Editeur : Flamant Noir

Il s’agit déjà de la sixième aventure de Tonton et je ne m’en lasse pas. Un Tonton en appelant un autre, Samuel Sutra nous ramène aux origine de ce ponte de la truande, un certain 10 mai 1981 pour une arnaque de haute volée.

Le roman commence début mai 1981, à Saint Maur, dans la propriété des Duçon (n’oubliez pas la cédille). Edmond Duçon a abandonné le milieu de la truande et commence même à perdre la tête ; c’est pour cette raison qu’il s’adonne au bricolage ou à balancer de la chevrotine aux canards qui parcourent sa mare. Lucette sa femme prépare son quintal de purée destiné à son fils Aimé, dit Tonton. Aimé annonce à sa mère qu’il ne mangera pas à la maison, car il a une arnaque sur le feu.

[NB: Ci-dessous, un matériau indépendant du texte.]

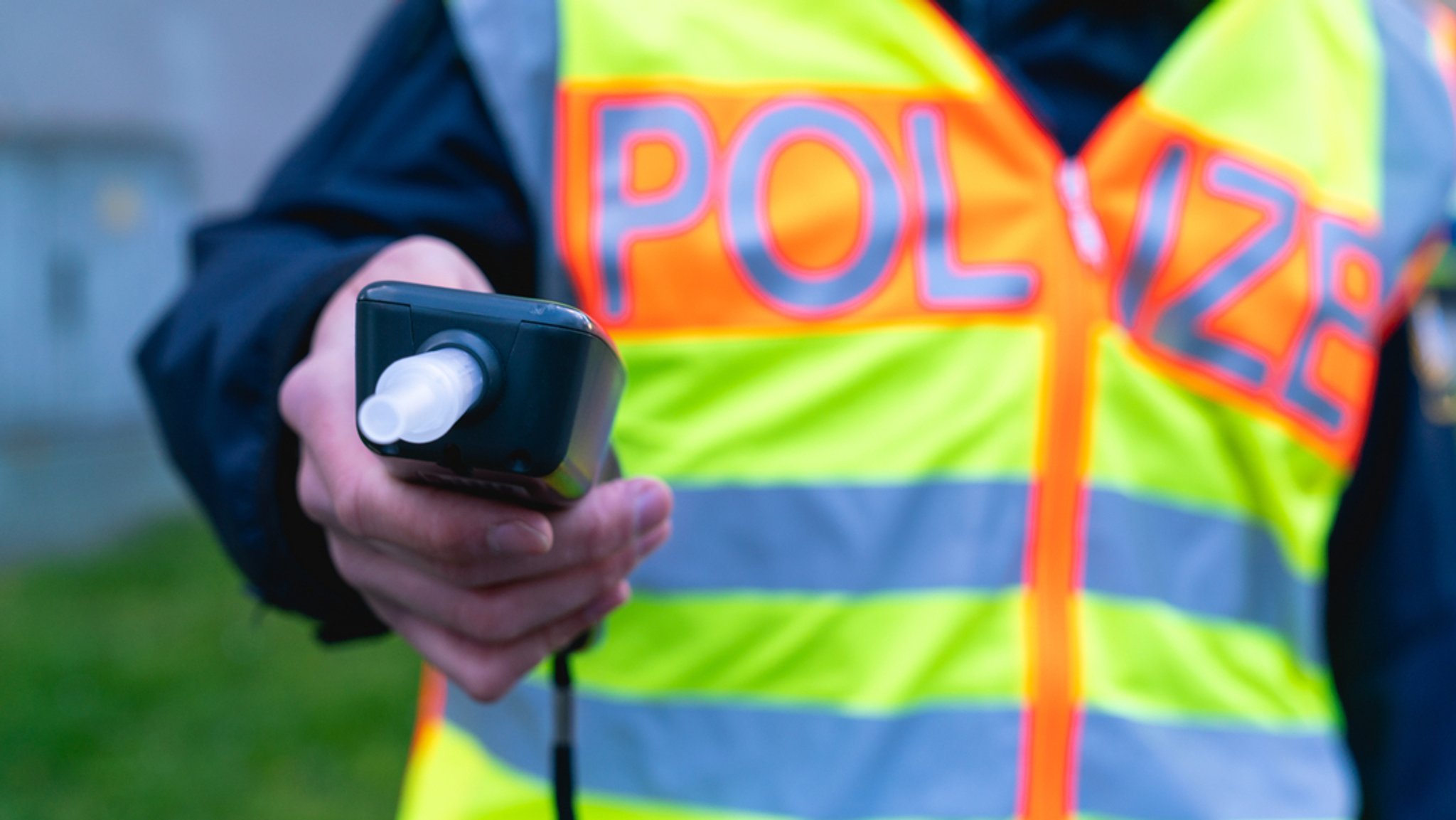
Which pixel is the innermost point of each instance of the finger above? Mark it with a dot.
(493, 614)
(487, 672)
(618, 516)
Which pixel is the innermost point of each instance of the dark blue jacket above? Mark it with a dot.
(410, 149)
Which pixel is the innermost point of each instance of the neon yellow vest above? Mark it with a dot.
(1004, 478)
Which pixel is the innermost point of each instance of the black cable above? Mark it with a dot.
(562, 750)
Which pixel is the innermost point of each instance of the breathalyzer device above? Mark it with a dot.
(482, 392)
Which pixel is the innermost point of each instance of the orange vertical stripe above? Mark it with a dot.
(1054, 554)
(432, 707)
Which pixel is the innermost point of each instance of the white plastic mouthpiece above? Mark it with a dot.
(419, 398)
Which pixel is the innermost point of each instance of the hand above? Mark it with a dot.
(482, 589)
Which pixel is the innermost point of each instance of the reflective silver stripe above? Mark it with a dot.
(1143, 771)
(781, 761)
(1204, 564)
(850, 539)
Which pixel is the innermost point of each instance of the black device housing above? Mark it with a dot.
(540, 432)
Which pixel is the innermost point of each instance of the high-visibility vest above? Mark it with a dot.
(1004, 478)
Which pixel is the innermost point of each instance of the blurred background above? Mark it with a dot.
(136, 678)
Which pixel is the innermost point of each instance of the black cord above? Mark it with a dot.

Aimé, la petite quarantaine galopante, affublé d’un front trop grand comme le désert de Gobie l’est des oasis, rêve de suivre son père dans sa carrière, de relever le challenge de dépasser sa réputation. Tonton veut être le plus grand, le meilleur, le point de repère indispensable de la truande. Avant de sortir, Aimé reçoit le conseil avisé de sa mère aimante : ne va pas prendre froid, traduisez : n’oublie pas ton calibre.

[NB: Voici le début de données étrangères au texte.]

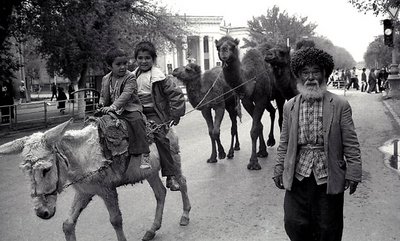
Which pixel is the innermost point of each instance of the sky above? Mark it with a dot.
(337, 20)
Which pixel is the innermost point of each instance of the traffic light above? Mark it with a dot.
(388, 32)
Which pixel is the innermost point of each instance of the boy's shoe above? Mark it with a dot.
(172, 183)
(145, 162)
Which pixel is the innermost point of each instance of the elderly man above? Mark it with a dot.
(318, 154)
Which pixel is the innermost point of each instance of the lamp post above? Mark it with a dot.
(394, 78)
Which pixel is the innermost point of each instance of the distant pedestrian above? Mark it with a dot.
(61, 99)
(353, 79)
(372, 81)
(6, 100)
(22, 92)
(381, 78)
(53, 91)
(70, 90)
(363, 80)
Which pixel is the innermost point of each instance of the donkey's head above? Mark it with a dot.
(41, 162)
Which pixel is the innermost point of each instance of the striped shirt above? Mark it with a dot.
(311, 156)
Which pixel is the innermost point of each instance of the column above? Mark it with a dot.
(184, 61)
(201, 53)
(211, 51)
(174, 58)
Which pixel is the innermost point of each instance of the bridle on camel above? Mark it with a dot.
(229, 91)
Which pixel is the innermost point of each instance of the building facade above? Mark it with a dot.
(199, 47)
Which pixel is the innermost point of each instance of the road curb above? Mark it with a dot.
(395, 116)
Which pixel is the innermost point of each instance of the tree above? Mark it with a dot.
(377, 7)
(73, 36)
(342, 58)
(8, 63)
(378, 54)
(276, 27)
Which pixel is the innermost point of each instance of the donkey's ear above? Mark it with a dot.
(54, 134)
(13, 147)
(197, 68)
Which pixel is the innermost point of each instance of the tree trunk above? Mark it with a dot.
(81, 95)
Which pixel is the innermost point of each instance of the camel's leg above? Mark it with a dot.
(280, 101)
(234, 133)
(206, 112)
(250, 108)
(270, 108)
(81, 200)
(185, 200)
(255, 131)
(110, 198)
(160, 192)
(219, 115)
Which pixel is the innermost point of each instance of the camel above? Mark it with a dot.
(285, 82)
(253, 81)
(205, 95)
(57, 158)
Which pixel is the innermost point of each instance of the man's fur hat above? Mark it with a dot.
(310, 56)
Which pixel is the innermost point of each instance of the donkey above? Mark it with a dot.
(58, 158)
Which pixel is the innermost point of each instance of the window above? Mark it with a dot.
(205, 43)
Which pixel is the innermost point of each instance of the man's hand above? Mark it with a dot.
(278, 182)
(175, 121)
(352, 185)
(106, 109)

Un taxi l’attend dans la cour cailloutée auquel il lui demande de l’emmener rue Cambon, proche de la place de la Madeleine. Tonton monte les six étages en un temps record (deux heures) et un bruit effarant d’un bœuf qui a couru vers son auge. Il y retrouve son complice de toujours, Mamour, accordeur de pianos dans le civil, et aveugle dans le privé. Ton lui détaille son plan infaillible (comme les autres) : déposer un colis dans le coffre de Durrens le graveur puis voler l’usine de Longues, tout cela en une nuit. Pendant ce temps-là, Tonton se fera embastiller.

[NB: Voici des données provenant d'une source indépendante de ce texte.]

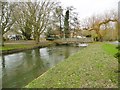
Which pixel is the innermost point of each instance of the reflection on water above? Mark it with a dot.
(21, 68)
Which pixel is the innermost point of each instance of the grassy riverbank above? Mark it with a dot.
(91, 67)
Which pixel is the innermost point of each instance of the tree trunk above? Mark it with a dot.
(2, 41)
(37, 38)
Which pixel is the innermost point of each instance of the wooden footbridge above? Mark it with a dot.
(74, 40)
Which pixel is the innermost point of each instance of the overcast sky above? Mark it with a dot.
(86, 8)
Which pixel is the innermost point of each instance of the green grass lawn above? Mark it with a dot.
(110, 49)
(91, 67)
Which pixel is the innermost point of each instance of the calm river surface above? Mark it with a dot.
(21, 68)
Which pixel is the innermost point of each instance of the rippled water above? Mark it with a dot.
(21, 68)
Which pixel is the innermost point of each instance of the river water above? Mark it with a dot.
(21, 68)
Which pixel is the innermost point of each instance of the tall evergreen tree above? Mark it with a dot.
(66, 25)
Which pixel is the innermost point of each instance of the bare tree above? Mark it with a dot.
(6, 21)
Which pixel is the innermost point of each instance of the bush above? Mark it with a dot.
(117, 55)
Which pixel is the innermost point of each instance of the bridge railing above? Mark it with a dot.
(77, 40)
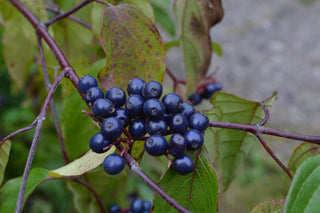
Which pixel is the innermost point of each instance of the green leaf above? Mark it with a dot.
(4, 157)
(111, 190)
(234, 145)
(304, 193)
(162, 11)
(300, 154)
(273, 206)
(198, 192)
(216, 48)
(133, 47)
(194, 20)
(76, 130)
(87, 162)
(9, 192)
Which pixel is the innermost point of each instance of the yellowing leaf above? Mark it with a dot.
(82, 165)
(133, 47)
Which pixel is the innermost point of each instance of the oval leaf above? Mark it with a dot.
(197, 192)
(195, 17)
(273, 206)
(300, 154)
(233, 145)
(87, 162)
(4, 157)
(133, 47)
(9, 192)
(304, 193)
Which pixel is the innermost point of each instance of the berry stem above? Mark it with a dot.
(136, 169)
(35, 140)
(52, 106)
(257, 129)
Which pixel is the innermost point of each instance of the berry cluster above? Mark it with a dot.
(137, 206)
(206, 93)
(144, 117)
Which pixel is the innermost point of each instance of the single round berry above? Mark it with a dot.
(135, 86)
(177, 145)
(195, 98)
(199, 121)
(146, 206)
(113, 164)
(86, 82)
(117, 96)
(183, 165)
(156, 126)
(179, 123)
(172, 102)
(93, 94)
(209, 91)
(123, 116)
(137, 128)
(187, 109)
(153, 108)
(152, 89)
(134, 105)
(103, 108)
(98, 143)
(111, 128)
(114, 208)
(136, 206)
(156, 145)
(193, 138)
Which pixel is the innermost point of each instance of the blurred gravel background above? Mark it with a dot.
(270, 46)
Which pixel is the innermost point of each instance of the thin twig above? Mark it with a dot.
(52, 106)
(136, 169)
(256, 129)
(68, 13)
(35, 140)
(275, 158)
(24, 129)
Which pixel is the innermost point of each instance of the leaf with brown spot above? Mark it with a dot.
(195, 17)
(133, 47)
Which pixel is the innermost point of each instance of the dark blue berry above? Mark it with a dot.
(153, 108)
(135, 86)
(136, 206)
(156, 145)
(134, 105)
(137, 128)
(114, 208)
(187, 109)
(123, 116)
(172, 102)
(193, 138)
(103, 108)
(98, 142)
(152, 89)
(195, 98)
(86, 82)
(93, 94)
(177, 145)
(113, 164)
(183, 165)
(111, 128)
(156, 126)
(199, 122)
(179, 123)
(117, 96)
(146, 206)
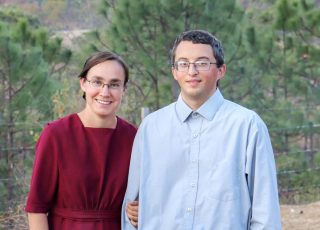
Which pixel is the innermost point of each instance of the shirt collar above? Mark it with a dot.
(207, 110)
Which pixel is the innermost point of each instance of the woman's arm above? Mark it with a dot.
(38, 221)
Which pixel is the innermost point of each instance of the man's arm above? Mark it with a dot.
(262, 180)
(38, 221)
(132, 193)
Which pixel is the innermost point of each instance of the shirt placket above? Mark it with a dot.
(194, 124)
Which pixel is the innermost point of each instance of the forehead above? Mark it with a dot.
(191, 51)
(108, 70)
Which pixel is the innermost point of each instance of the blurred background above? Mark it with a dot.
(272, 51)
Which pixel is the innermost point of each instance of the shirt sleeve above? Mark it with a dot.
(262, 181)
(45, 174)
(132, 192)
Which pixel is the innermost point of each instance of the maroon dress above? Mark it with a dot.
(80, 174)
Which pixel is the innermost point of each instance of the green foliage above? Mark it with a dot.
(30, 63)
(143, 33)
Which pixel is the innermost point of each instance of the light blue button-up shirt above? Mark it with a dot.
(209, 169)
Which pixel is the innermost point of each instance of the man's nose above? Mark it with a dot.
(192, 69)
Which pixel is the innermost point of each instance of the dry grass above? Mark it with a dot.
(301, 217)
(294, 217)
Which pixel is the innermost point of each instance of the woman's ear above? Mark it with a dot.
(82, 81)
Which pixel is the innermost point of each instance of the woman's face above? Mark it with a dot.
(104, 88)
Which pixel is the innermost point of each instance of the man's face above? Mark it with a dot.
(197, 85)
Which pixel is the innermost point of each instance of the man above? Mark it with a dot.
(202, 162)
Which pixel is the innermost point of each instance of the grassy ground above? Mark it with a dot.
(301, 217)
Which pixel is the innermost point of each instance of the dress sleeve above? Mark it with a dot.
(44, 180)
(262, 181)
(132, 192)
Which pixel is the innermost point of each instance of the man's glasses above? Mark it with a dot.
(201, 65)
(99, 85)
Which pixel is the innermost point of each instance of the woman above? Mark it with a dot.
(82, 160)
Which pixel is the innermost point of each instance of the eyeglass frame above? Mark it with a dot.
(101, 85)
(195, 65)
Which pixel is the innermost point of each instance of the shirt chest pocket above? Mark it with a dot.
(224, 182)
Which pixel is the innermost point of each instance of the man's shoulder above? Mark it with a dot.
(240, 112)
(162, 113)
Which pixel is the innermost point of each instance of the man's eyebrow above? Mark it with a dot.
(198, 58)
(101, 79)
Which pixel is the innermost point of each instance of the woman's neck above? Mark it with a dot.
(95, 121)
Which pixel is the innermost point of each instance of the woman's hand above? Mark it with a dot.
(132, 211)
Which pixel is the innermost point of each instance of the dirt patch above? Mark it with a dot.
(301, 217)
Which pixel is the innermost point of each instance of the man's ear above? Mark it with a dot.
(222, 71)
(174, 73)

Samuel Sutra nous offre à nouveau une nouvelle aventure comique exemplaire de Tonton, dans laquelle le mot d’ordre est de se marrer. Il démontre que l’on peut allier un style littéraire à une intrigue formidablement construite, tout en y ajoutant le décalage et la dérision nécessaires pour que l’on puisse rire à chaque page. Et cela donne une histoire irrésistible qu’il faut que vous ne ratiez sous aucun prétexte.

Samuel Sutra utilise tous les codes de la comédie et toutes ses recettes : des personnages hilarants, des descriptions décalées, des bons mots qui pourraient remplir des dictionnaires de citations et des scènes d’un burlesque digne des Marx Brothers. Cela pourrait sombrer dans le ridicule, et il n’en est rien tant les scènes sont d’un réalisme tel qu’on pourrait croire que cela a existé.

Car rappelons-nous : Le 10 mai 1981, ils étaient deux à concourir pour le titre de Meilleur Truand de l’Univers. Samuel Sutra nous offre l’émancipation du Dieu français du casse génialement raté, la naissance d’un génie du Mal gâché. Quasiment toutes les scènes sont inoubliables, d’une drôlerie féroce, telles le diner au Maxim’s, le recrutement de la fine équipe (excellentissime chapitre 9) ou même le casse lui-même avec la grue. Et je n’oublie pas la chute avec le dévoilement du mystérieux concurrent en la personne de l’Epervier. Indubitablement (j’aime bien ce mot, ça fait sérieux !), cet épisode des aventures ratées de Tonton est à ne pas rater, contrairement aux exactions du sus (et non suce) nommé.